Les discussions mardi ont été très animées. Le ministre de l’Intérieur a déclaré que n’importe quel procureur pourrait, dans certaines circonstances, revenir sur cette présomption, ce qui inquiète la gauche. Celle-ci a déposé des centaines d’amendements pour tenter de bloquer le texte, en vain.

Jean-Luc Mélenchon, leader de La France insoumise, a promis d’abroger cette loi si elle était adoptée définitivement. D’autres élus ont dénoncé un texte qui ne protège pas suffisamment les citoyens face à la violence policière, ou qui pourrait favoriser une augmentation des morts lors d’interventions.

Face à la difficulté de faire passer ses amendements, le gouvernement a utilisé une procédure exceptionnelle, l’article 44 alinéa 2 de la Constitution, pour passer outre l’obstruction parlementaire. Finalement, l’Assemblée a adopté le texte en fin de journée, malgré une forte opposition de la gauche et des collectifs de victimes.

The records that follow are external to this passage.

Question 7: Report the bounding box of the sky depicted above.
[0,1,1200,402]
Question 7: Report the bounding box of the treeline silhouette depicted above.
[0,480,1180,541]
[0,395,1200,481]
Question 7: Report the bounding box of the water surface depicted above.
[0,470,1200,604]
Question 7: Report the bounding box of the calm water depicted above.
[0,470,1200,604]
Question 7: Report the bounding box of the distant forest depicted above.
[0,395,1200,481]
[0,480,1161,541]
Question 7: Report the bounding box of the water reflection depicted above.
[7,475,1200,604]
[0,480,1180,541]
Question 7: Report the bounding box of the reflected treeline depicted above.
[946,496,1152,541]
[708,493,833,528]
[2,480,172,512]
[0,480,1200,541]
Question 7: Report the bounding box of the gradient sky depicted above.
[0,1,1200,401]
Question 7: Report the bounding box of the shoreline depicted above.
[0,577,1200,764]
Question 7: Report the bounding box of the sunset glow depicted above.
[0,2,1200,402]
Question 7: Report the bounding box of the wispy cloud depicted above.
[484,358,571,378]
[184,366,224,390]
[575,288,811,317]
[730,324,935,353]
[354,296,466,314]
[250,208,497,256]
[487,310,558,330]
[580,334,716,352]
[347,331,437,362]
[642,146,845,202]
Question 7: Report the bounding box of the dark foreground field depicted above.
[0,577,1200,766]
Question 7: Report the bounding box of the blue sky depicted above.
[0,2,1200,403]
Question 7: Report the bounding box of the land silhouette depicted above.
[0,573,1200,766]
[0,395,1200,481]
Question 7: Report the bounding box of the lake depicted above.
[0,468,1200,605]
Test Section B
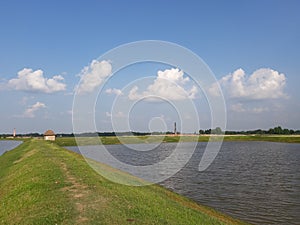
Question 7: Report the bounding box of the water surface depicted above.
[69,142,300,224]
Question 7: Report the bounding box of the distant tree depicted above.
[274,126,283,134]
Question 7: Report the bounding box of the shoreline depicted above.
[55,134,300,147]
[0,139,246,224]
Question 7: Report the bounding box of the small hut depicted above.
[44,130,55,141]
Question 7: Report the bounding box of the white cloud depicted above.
[208,68,287,99]
[23,102,46,118]
[128,68,198,100]
[230,103,246,112]
[76,60,112,94]
[7,68,66,93]
[230,103,269,114]
[105,111,126,118]
[105,88,123,95]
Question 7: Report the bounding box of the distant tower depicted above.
[174,122,177,135]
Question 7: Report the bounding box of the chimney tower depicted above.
[174,122,177,135]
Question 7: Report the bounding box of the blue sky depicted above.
[0,0,300,133]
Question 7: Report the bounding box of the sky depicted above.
[0,0,300,133]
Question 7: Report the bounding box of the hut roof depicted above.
[44,130,55,136]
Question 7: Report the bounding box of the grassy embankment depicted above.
[56,135,300,146]
[0,139,246,224]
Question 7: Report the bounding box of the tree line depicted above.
[199,126,300,135]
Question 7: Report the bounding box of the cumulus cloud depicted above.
[23,102,46,118]
[230,103,269,114]
[105,111,126,118]
[128,68,198,100]
[8,68,66,93]
[208,68,287,99]
[105,88,123,95]
[76,60,112,94]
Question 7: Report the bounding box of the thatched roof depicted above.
[44,130,55,136]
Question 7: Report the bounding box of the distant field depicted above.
[0,139,244,225]
[56,135,300,146]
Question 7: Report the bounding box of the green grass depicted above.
[56,135,300,146]
[0,139,243,224]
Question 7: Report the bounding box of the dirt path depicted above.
[61,162,89,224]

Quelle suite pour cette loi ?

Après le vote à l’Assemblée, le texte doit maintenant être examiné par le Sénat, qui est généralement plus favorable aux positions du gouvernement. La gauche pourrait saisir le Conseil constitutionnel si elle considère que la loi viole la Constitution.

Par ailleurs, cette loi pourrait entraîner des sanctions européennes. La Défenseure des droits rappelle que l’usage de la force par les forces de l’ordre doit être strictement encadré et justifié par la loi, sous peine de violation de la Convention européenne des droits de l’homme. La Cour de cassation pourrait également se prononcer sur la conformité du texte d’ici 2027.

Une pétition lancée le 26 juin pour demander le retrait de la loi a déjà recueilli plus de 415 000 signatures. Elle pourrait mener à un débat officiel en séance publique, une procédure rare dans la Ve République.